The president blamed Senate Democrats for more nominees not being approved, though acknowledged that he has focused on nominating fewer people.
"We're filling up roles. And, don't forget, Schumer and the Democrats are just obstructing. You can't get anything through. We have almost about half the number of people coming through as Obama had. They are obstructing," Trump said.
And when it comes to anything involving transparancy and international cooperation to rein in corruption, the US is now freely abandoning its leadership role instead.
The United States has withdrawn from the Extractive Industries Transparency Initiative (EITI), an international effort to fight corruption in managing revenues from oil, gas and mineral extraction.
There had been doubts about continued U.S. participation in the EITI since earlier this year when Congress killed the so-called resource extraction rule, which required companies like Exxon Mobil Corp to disclose taxes and other fees paid to foreign governments, such as Russia.
In a letter to the EITI board on Thursday, the director of the U.S. Office of Natural Resources Revenue, Gregory J. Gould, wrote that “effective immediately” the United States was withdrawing as an EITI implementing country.
He wrote that while the U.S. remains committed to fighting corruption “it is clear that domestic implementation of EITI does not fully account for the U.S. legal framework.”
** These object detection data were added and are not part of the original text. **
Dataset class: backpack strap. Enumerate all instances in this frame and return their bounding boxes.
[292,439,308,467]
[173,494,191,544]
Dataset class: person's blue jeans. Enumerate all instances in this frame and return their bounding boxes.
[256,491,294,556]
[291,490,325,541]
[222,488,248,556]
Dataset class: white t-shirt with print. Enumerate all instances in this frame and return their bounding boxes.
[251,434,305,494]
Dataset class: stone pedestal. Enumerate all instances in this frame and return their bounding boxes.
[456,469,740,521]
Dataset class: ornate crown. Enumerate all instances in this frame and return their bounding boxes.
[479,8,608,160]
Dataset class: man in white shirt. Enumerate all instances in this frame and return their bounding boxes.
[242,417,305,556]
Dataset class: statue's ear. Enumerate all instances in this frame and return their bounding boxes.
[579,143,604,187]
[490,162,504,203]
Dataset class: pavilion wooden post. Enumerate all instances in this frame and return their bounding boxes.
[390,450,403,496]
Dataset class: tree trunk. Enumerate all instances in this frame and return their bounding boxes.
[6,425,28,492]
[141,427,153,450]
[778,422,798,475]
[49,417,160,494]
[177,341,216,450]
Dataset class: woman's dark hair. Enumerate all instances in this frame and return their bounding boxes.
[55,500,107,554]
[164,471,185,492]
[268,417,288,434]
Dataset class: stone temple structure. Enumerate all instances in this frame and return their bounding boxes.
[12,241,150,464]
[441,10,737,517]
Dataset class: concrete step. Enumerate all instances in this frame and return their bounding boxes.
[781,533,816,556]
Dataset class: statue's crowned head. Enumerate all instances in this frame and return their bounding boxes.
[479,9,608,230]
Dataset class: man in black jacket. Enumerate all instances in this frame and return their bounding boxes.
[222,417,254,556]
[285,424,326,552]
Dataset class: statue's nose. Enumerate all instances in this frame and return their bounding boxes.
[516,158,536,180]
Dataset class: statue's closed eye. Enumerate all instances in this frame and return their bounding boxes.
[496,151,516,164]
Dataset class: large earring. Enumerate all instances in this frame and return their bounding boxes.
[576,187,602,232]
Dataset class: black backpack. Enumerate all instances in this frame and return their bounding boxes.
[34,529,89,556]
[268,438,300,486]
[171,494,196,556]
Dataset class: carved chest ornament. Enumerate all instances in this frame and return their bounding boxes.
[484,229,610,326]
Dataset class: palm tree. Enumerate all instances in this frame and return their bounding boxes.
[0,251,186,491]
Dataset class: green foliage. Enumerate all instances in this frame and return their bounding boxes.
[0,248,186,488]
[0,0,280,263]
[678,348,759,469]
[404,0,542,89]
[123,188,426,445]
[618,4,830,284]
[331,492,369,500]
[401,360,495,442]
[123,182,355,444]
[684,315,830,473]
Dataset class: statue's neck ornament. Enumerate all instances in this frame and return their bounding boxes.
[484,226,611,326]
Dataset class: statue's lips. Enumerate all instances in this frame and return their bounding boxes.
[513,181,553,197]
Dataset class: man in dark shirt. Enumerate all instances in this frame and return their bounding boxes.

The EITI, which was founded in 2003, and which the United States joined in 2014, sets a global standard for governments to disclose their revenues from oil, gas, and mining assets, and for companies to report payments made to obtain access to publicly owned resources, as well as other donations.
“It put more information in the hands of the public,” said Michael Ross, executive director of the Project on Resources Governance and Development at the University of California Los Angeles.
“It involved the U.S. government disclosing all the money it was getting from oil, gas and mining companies and getting these companies to publicly disclose the payments they were making.”
There are 52 countries in the EITI, many of them in sub-Saharan Africa, the Middle East, and South America.
In just one year Trump has reduced the US to corrupt proto-fascist regime and international pariah status, bordering on dangerous rogue nation that the rest of the world may have to take action against. The danger of a major global war has never been higher, and the instigator will be us when it happens.
We're the bad guys in 2017, and nobody's worse than Trump.